Published daily by the Lowy Institute

A code of conduct won’t solve the South China Sea crisis

Sub-optimal negotiations are likely to lead to a sub-standard agreement.

Chinese Coast Guard ships fire water cannons at a Philippine Navy chartered vessel attempting to resupply troops stationed at Second Thomas Shoal in the South China Sea, 5 March 2024 (Ezra Acayan/Getty Images)
Chinese Coast Guard ships fire water cannons at a Philippine Navy chartered vessel attempting to resupply troops stationed at Second Thomas Shoal in the South China Sea, 5 March 2024 (Ezra Acayan/Getty Images)
Published 15 May 2024 

Negotiations over a “code of conduct” (COC) in the South China Sea between the Association of Southeast Asian Nations (ASEAN) and China waxed and waned for two decades. Last July, in a bid to expedite an agreement, a three-year deadline was agreed to conclude the talks. 

Nothing comes easy in this multifaceted dispute. Even the title of the agreement to hurry along the talks – Guidelines for Accelerating the Early Conclusion of an Effective and Substantive COC – arguably reflects the urgency but also the complexity.

China, Taiwan, and four ASEAN member states – Brunei, Malaysia, the Philippines, and Vietnam – each have overlapping maritime claims to the South China Sea. The negotiations for the code, however, involved all ten ASEAN members with its consensus model and China. 

Two major points will likely derail the objective of accelerating negotiations for a code to manage the South China Sea disputes peacefully.

Setting a deadline for negotiations on a code of conduct doesn’t necessarily hasten an agreement.

The first issue is the state of the talks themselves, where trust between the parties is plainly lacking. ASEAN negotiators privately explain that even agreeing on the geographical area the code should cover – termed the Zone of Applicability – has proven difficult because of the different parts claimed in the South China Sea. Whereas officials on the Chinese side believe some ASEAN states are asking for the sky – i.e., demanding China to give up its sovereignty in the South China Sea. Only then, ASEAN negotiators see China changing the goalposts during the negotiations.

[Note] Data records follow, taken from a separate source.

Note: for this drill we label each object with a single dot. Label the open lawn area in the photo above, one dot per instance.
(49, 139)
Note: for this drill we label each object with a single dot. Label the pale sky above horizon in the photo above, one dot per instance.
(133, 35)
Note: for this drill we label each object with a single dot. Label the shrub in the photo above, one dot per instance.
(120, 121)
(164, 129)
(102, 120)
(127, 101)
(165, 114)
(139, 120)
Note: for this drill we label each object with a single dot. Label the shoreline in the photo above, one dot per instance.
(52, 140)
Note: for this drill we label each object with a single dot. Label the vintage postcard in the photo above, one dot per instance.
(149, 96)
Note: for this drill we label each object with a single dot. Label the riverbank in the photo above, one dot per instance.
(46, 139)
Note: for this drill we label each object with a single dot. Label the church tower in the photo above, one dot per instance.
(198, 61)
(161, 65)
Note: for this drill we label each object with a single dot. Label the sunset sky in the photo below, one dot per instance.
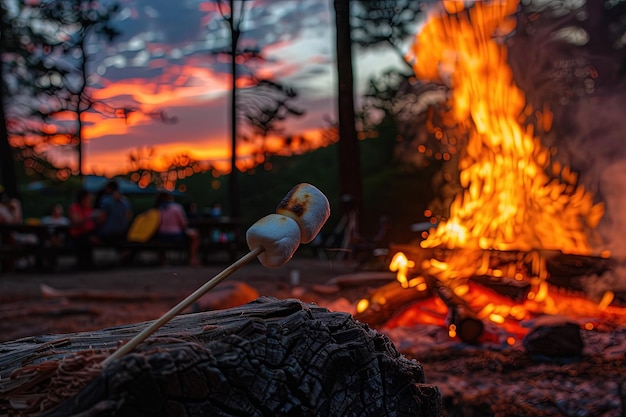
(162, 62)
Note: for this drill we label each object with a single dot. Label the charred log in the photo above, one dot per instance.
(266, 358)
(387, 300)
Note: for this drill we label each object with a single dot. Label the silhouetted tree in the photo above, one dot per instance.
(386, 23)
(264, 106)
(349, 152)
(233, 12)
(45, 76)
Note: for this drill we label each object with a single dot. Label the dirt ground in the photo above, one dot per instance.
(33, 303)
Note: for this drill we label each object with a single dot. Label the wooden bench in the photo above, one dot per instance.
(217, 235)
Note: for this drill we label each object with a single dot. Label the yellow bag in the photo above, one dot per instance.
(144, 226)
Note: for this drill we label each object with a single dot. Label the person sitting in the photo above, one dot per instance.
(114, 214)
(82, 227)
(55, 218)
(10, 209)
(174, 225)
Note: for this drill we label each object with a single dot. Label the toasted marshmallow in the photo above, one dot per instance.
(309, 207)
(280, 237)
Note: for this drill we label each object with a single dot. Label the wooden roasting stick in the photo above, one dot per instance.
(273, 239)
(174, 311)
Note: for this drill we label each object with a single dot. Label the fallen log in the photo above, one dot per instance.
(388, 300)
(266, 358)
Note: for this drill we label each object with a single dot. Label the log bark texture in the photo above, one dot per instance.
(266, 358)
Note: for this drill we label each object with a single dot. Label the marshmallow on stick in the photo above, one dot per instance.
(278, 235)
(309, 207)
(298, 219)
(273, 239)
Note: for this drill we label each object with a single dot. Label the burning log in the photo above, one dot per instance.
(386, 301)
(266, 358)
(461, 318)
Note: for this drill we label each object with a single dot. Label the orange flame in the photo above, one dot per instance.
(514, 198)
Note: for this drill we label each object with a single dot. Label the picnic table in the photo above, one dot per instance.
(47, 243)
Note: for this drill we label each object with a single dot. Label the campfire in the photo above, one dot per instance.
(519, 212)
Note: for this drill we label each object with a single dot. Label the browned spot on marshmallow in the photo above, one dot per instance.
(295, 204)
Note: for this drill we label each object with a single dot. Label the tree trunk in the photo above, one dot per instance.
(8, 177)
(349, 153)
(266, 358)
(234, 180)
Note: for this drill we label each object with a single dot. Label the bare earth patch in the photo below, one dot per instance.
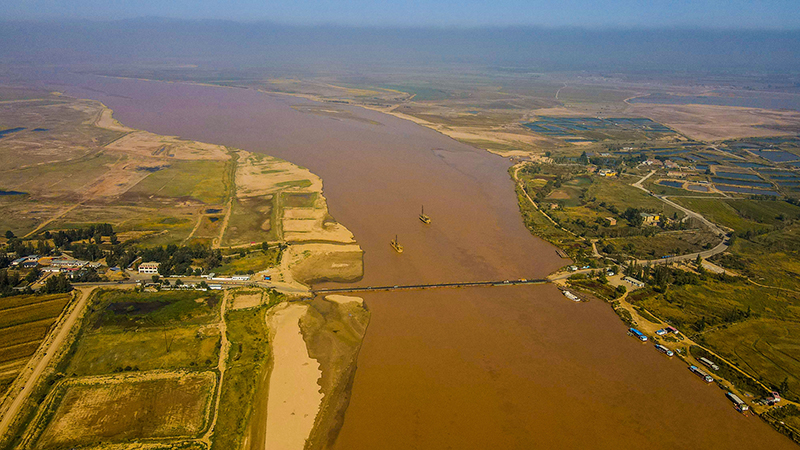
(344, 299)
(706, 122)
(294, 395)
(121, 408)
(245, 300)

But not all blame is sheeted to China. Some ASEAN members are seen as laggards in the negotiations, not fully committed to the process, not believing they have much at stake in the disputes. One ASEAN negotiator explained that some ASEAN negotiators turn up ill-prepared, often needing to consult their capitals for instructions on almost every discussion point, hampering progress, despite meetings being held five and six times annually. Wry humour has taken hold, with jokes about another agreement between ASEAN and China within the next few years to “Accelerate Further the Already Accelerating Process for the Early Conclusion of an Effective and Substantive COC”.

The second issue concerns the quality of the outcome. There are doubts whether China will be willing to sign a legally binding agreement, given that it has already dismissed the outcome of the Permanent Court of Arbitration’s ruling in 2016 against its claims in the South China Sea. Should that hurdle be overcome, there are concerns about implementation of the code. Will there be an effective mechanism to monitor and enforce any violation? 

If not, what does the code amount to? And also, given that ASEAN operates with a consensus decision-making process, will the deadline push ASEAN members to water down the substance of the agreement?

Talks on the code of conduct, it must be acknowledged, are only part of the broader ASEAN engagement with China on the South China Sea. ASEAN’s efforts with China stretch back years, to 1990 when Indonesia held the first workshop on the South China Sea involving the different claimants. In the decades since, there have been efforts to engage in joint cooperation on extracting resources and protecting the environment in the disputed waters. 

Yet, 34 years on, militarisation has been the dominant theme. China’s artificial islands bristle with military facilities and long runways. Beijing has adopted a more aggressive approach to asserting its claims, lasing, using water cannons, and ramming against other claimants’ boats. Vietnam has expanded its presence and deployed missiles. The Philippines is seeking to fortify its position.

So setting a deadline for negotiations on a code of conduct doesn’t necessarily hasten an agreement. Meantime, ASEAN claimants should continue to build up their capabilities and work with other external powers, such as Australia and Japan, to defend their maritime interests. Sometimes, the potential ability to inflict military pain on the other party may be just the instrument for diplomacy to work well.